Et puis ils n’ont plus rien à se dire. Elle consulte son agenda, il essaie d’écouter la conversation de leurs voisins. Au bout d’un moment, elle regarde l’heure sur son portable, et elle dit : « Bon, on y va ? »

La patronne du café vient encaisser leur table, et il pense à la chanson de Joe Dassin, avec la patronne du café qui va encore leur dire Salut les amoureux. Et il trouve de nouveau qu’il a des idées idiotes aujourd’hui. Parce qu’ils ne ressemblent pas du tout à des amoureux.

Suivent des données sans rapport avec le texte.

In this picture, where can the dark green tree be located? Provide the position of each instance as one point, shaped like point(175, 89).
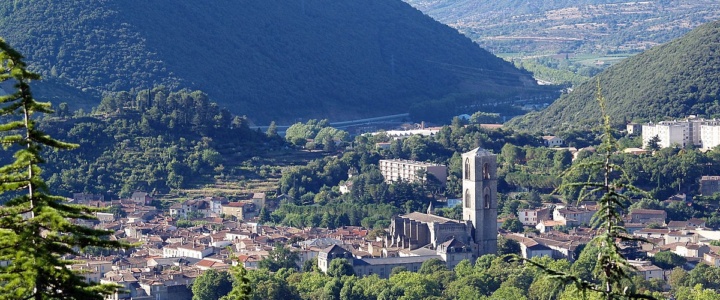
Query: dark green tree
point(36, 231)
point(653, 144)
point(340, 267)
point(605, 182)
point(508, 246)
point(279, 257)
point(211, 285)
point(241, 283)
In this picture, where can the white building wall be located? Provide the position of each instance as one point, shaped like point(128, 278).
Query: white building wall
point(710, 135)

Non, la patronne dit seulement : « Au revoir, m’sieur-dame ». Le vent s’est levé, le ciel est devenu un peu gris.

Ils entrent dans le grand bâtiment, en face du café. Les couloirs sont moches, il y a des gens en costume. Dans la salle d’attente, ils ne se regardent pas. Ils se sont assis l’un en face de l’autre, comme par hasard. Ou parce que ça leur aurait fait bizarre de s’asseoir côte à côte. Ils attendent dix minutes en lisant les affiches sur les murs.

Quelqu’un vient les chercher. On les fait entrer dans le bureau du juge. De la juge, plutôt. C’est une femme, et elle est jolie. Il la regarde du coin de l’œil, mais elle a un air sévère et revêche.

Elle leur demande s’ils sont d’accord, leur fait signer un papier, leur donne quelques informations. Puis ils sortent.

Ça lui rappelle un peu leur mariage. Sauf que là, ils ne sont que tous les deux. Il n’y a personne pour les applaudir, les féliciter, leur jeter du riz. Personne pour les embrasser.

Dehors, il s’est mis à pleuvoir. Ils se séparent sans se faire la bise.